Loki was speechless for a moment, his eyes fixed on his sensor display. “I think it was.”
Josh’s eyes were also fixed on his sensor display. “Loki? Where’s Kent?”
“It’s… It’s gone.”
“It can’t be gone, Loki. It’s a moon… A damn big moon at that!”
“All I’m showing is debris, Josh,” Loki insisted. “Lots and lots of debris, as well as a full spectrum discharge from a matter-antimatter event.”
“They drove their ship into a moon and set off their antimatter reactors?” Josh couldn’t believe what he was saying. “No way.”
“That’s what it looks like.”
“Who does that?” Josh exclaimed. “How many people were on that moon?”
“Several million, at least.” Loki still couldn’t believe what had just happened. “Fuck, Josh… They just scuttled their ship, and took out an entire civilization with it.”
“We have to get back and report this, Loki.”
“Yeah, right,” Loki agreed, snapping out of his stupor. “Plotting a jump sequence back to Sol.”
Josh switched his main display back to flight mode, and started powering up the Falcon’s flight systems. “I’m starting to think our enlistment might not have been such a great idea after all, Loki.”
* * *
“Our overall propellant storage capacity has been reduced by twenty percent,” Commander Willard reported, “however, based on our usage patterns, I don’t expect it to be of significance.”
“We can always pump some over from the Celestia when she returns from Tanna,” Nathan told him as he continu
ed to study the reports on his desktop view screen. “She can top off again on her next trip back.”
“How many runs will she need to make?” the XO wondered.
“As many as it takes,” Nathan said. “They can make most of their repairs en route, and the Earth needs the relief aid that Tanna is providing.”
“Maybe we both should be making relief runs?”
“Until the Ghatazhak are reinforced, have a base operating on the surface, and have a few combat jumpers, one of us needs to stay in orbit as much as possible.”
“It’s not like we can do anything to keep the peace on the surface from orbit,” Commander Willard said.
“It’s a psychological thing,” Nathan explained, “at least that’s what President Scott believes.”
“How’s your father doing?”
“Tired, stressed, overworked; just like everyone else I suppose.”
“I don’t see how he can deal with the chaos as well as he seems to.”
“He takes it one crisis at a time,” Nathan mumbled as he studied the reports again. “Always has.”
Commander Willard turned slightly in his chair to point at the ship’s schematics currently displayed on the large view screen on the forward bulkhead of the captain’s ready room. “Lieutenant Commander Kamenetskiy thinks he can permanently seal off the middle baffle in the damaged propellant tank, then remove the damaged forward half and use parts of it for hull repairs.”
“How hard will it be to pull those sections out?”
“He says it can be done without a shipyard. It’s not a proper repair, but it will give us back that depressurized section again. That will make internal repairs easier in that area.”
Nathan looked at the schematics for a moment. “What percentage of our total propellant did we use in the Centauri engagement?” he wondered.

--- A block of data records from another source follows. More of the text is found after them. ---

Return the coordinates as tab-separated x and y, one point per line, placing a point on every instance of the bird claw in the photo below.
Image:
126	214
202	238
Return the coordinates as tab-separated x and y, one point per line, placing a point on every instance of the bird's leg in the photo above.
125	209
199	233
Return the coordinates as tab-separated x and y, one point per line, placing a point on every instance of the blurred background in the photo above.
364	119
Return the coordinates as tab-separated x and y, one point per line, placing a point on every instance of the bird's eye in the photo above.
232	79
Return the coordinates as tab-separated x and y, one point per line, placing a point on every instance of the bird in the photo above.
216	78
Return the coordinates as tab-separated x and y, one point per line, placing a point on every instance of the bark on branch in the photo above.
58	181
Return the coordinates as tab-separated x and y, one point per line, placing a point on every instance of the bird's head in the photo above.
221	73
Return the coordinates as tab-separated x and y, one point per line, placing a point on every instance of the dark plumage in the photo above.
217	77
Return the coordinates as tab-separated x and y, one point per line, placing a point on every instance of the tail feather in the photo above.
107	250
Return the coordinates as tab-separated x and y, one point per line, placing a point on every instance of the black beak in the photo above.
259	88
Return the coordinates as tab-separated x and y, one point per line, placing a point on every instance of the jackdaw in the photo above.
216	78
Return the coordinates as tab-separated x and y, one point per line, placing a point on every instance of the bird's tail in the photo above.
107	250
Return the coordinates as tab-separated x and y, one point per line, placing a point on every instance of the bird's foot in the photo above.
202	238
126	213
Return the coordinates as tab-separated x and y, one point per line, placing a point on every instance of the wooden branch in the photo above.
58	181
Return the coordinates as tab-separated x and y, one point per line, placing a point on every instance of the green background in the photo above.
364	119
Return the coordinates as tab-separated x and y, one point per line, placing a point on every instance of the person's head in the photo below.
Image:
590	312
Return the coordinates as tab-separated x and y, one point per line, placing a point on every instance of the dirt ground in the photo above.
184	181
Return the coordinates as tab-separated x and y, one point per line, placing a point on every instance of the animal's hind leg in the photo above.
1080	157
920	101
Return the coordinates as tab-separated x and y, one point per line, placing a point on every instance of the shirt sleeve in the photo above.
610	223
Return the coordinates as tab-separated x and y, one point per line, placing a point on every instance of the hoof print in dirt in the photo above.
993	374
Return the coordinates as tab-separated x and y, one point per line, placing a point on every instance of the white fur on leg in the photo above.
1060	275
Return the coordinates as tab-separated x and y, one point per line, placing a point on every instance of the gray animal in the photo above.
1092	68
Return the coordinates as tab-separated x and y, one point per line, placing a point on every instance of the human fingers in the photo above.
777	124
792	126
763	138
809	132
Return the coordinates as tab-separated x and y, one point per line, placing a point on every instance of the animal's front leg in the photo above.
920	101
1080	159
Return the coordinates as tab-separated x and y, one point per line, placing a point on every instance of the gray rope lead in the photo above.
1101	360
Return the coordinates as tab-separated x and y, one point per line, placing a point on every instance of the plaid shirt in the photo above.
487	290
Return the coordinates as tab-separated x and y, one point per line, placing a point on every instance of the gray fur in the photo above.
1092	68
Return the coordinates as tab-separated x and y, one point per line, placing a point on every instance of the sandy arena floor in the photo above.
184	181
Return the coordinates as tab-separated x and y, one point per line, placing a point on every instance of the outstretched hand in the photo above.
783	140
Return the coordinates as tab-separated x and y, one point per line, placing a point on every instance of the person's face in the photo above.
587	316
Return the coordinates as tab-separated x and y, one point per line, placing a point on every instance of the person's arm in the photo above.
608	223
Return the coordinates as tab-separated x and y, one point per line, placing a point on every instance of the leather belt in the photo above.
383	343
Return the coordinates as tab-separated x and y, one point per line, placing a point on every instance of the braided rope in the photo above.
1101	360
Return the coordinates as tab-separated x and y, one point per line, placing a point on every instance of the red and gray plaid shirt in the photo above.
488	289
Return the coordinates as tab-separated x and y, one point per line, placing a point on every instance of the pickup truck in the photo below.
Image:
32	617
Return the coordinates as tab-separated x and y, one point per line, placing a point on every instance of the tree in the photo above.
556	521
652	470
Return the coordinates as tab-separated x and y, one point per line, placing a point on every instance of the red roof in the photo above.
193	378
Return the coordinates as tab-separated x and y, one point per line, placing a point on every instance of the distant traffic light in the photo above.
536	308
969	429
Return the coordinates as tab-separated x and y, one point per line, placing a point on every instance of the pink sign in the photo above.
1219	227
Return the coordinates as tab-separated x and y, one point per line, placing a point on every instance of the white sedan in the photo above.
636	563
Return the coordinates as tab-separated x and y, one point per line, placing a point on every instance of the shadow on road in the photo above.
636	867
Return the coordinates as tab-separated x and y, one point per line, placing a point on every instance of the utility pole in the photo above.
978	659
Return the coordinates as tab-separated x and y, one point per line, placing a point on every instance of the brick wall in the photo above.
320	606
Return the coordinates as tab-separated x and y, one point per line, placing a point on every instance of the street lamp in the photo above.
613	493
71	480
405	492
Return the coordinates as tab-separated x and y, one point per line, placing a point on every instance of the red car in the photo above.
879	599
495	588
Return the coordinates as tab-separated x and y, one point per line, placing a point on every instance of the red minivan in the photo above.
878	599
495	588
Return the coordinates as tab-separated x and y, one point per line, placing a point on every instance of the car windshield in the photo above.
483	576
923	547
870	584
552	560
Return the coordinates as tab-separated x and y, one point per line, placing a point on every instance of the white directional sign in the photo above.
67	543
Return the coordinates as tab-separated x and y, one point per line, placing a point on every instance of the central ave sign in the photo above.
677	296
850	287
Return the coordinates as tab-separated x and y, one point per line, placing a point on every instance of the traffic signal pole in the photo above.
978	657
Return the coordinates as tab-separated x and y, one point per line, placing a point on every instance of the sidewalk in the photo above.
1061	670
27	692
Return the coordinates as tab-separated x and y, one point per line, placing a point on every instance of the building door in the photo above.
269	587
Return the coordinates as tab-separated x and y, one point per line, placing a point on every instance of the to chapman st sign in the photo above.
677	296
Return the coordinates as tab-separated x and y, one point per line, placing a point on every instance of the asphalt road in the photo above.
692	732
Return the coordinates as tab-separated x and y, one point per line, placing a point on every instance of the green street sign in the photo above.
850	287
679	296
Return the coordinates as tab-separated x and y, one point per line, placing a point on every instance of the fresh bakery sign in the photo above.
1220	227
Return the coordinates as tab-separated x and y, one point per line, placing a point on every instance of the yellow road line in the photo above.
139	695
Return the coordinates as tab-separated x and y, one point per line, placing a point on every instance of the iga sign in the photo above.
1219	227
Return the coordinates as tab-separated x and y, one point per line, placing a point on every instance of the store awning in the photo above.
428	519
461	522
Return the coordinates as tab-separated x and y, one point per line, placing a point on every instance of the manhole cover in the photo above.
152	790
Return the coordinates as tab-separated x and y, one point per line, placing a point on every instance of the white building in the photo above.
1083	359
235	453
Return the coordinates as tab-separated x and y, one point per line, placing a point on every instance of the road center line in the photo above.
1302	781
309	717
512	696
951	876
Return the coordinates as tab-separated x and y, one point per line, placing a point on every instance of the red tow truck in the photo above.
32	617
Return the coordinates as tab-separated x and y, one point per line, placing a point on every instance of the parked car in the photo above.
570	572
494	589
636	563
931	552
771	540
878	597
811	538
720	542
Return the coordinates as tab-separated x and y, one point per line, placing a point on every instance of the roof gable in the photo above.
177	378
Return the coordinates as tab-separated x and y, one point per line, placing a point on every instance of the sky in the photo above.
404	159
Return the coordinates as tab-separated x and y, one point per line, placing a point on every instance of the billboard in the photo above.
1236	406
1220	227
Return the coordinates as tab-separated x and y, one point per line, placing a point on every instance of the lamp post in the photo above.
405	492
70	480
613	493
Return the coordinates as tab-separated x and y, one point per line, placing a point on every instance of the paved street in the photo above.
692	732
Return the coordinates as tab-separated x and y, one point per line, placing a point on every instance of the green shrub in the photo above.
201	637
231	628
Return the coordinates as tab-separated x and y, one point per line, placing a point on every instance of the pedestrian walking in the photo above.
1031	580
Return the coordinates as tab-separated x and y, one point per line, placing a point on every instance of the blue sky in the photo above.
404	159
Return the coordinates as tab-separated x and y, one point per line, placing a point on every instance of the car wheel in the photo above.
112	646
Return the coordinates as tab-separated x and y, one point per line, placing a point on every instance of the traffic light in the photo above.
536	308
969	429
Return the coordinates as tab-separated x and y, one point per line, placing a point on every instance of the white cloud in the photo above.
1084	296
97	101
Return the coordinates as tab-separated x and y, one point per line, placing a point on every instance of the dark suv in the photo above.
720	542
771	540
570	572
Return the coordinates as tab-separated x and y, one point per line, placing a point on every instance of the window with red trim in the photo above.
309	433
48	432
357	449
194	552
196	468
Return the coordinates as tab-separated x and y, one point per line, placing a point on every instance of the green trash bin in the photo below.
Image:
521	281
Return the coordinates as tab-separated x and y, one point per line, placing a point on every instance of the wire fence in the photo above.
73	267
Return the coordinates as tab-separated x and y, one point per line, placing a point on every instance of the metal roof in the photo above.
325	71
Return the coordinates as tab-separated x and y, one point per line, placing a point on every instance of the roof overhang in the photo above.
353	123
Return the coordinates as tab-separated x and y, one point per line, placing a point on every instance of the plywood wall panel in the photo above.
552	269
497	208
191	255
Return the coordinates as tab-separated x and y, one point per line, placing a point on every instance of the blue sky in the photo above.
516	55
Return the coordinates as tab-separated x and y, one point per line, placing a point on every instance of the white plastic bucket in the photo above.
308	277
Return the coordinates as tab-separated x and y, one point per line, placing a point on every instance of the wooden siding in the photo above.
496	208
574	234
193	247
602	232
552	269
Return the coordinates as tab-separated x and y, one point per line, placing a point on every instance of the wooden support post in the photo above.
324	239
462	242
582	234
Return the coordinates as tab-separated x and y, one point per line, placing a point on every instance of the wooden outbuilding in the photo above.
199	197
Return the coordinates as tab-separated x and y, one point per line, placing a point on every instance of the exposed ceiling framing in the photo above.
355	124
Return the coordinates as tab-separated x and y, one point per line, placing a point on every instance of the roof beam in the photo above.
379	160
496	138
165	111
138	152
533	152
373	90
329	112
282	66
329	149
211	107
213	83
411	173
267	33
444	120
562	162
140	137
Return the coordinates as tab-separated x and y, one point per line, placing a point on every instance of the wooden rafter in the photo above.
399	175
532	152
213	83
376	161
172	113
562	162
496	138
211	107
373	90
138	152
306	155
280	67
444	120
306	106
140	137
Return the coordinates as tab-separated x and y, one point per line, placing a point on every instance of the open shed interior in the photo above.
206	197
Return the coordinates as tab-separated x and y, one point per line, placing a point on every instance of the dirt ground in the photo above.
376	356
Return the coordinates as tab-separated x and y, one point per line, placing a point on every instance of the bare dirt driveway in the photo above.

The XO tapped some buttons on his data pad, then turned back to his captain. “Less than twenty percent.”
“And in the original liberation of Earth?”
“Thirty-seven percent,” the commander answered after tapping a few more buttons. “However, we were operating at higher speeds during those battles. To be honest, Captain, we’ve not used more than half of our total propellant in a single engagement since we first liberated Tanna.”